Could you elaborate? Assume we convert all our happy path estimates to minutes. What I'm saying is that each "estimated minute" is more likely to have a gaussian distribution than a uniform standard distribution,because normal distribution is more likely to occur in nature.
while I can understand that this is a controversial assumption, I'm not the first one to make it. Referring to numerology seems a bit odd?
I'm really looking for a proper way here, I'm quite a rational person, so numerology is not really my cup of tea TBH.

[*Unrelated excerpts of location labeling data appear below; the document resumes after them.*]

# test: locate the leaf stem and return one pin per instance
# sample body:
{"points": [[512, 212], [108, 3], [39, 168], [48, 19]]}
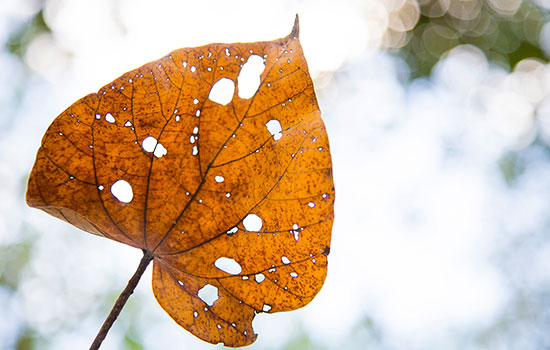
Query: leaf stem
{"points": [[122, 298]]}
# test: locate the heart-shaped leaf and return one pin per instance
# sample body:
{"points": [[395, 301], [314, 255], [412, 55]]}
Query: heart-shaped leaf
{"points": [[215, 161]]}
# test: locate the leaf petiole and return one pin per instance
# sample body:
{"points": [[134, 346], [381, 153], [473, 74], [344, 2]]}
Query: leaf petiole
{"points": [[121, 301]]}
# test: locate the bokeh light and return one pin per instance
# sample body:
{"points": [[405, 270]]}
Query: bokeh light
{"points": [[438, 113]]}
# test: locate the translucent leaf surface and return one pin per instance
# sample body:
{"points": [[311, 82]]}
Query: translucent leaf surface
{"points": [[232, 195]]}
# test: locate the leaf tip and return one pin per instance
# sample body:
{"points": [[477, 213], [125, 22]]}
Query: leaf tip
{"points": [[295, 33]]}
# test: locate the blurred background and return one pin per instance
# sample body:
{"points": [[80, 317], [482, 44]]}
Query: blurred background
{"points": [[438, 113]]}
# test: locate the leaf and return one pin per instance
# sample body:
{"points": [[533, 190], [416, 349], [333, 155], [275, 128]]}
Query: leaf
{"points": [[228, 185]]}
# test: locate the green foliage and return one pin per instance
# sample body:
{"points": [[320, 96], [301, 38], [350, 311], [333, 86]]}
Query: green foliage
{"points": [[506, 39], [15, 258]]}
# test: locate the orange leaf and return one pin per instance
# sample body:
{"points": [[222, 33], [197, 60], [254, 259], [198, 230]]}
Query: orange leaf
{"points": [[228, 186]]}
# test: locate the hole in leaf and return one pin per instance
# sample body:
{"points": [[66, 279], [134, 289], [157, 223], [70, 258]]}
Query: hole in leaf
{"points": [[249, 77], [259, 277], [222, 91], [149, 143], [274, 127], [122, 191], [228, 265], [252, 223], [109, 118], [232, 231], [208, 294]]}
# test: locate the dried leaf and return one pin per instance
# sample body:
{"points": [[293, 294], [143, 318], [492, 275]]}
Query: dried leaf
{"points": [[228, 185]]}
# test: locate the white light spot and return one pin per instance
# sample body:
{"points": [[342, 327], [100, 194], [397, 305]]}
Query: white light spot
{"points": [[160, 151], [249, 77], [109, 118], [274, 127], [259, 277], [208, 294], [252, 223], [228, 265], [222, 91], [122, 191], [149, 144]]}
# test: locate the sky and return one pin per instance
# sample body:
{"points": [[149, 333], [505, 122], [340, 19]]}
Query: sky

Your blog post has so many errors that I don't even know where to start. As another poster mentioned, areas under non-degenerate probability density functions are 1 by definition, whether they're uniform, Gaussian, standardized or not. What you described as a "standard uniform distribution" is really a degenerate distribution[1], meaning that you assume no uncertainty at all (stdev=0). There's nothing "uniform" about that, you might just as well start with a Gaussian with stdev=0.
"converting from a standard uniform distribution to a Gaussian distribution" as you described does not make any sense at all. If you replace an initial assumption of a degenerate distribution with a Gaussian, as you seem to be doing, you replace a no-uncertainty (stdev=0) assumption with some uncertainty (so the uncertainty blow-up is infinite), but it doesn't affect point estimates such as the mean or median, unless you make separate assumptions about that. There is nothing in your story that leads to multiplying some initial time estimate by sqrt(pi). The only tenuous connection with sqrt(pi) in the whole story is that the Gaussian integral happens to be sqrt(pi). There are some deep mathematical reasons for that, which has to do with polar coordinates transformations. But it has nothing to do with adjusting uncertainties or best estimates.
Thank you for your valuable feedback; it will take some time to process, and I will adjust the blog post as my insights grow (potentially discarding the whole idea, but for me it's a learning process.)
> What I'm saying is that each "estimated minute" is more likely to have a gaussian distribution
If that were your actual assumption, you should measure the variance of the difference between your estimate and the actual time taken, use that to determine a confidence interval (e.g. 95% of the time, the additional delay is less than x) and then add it to your estimate.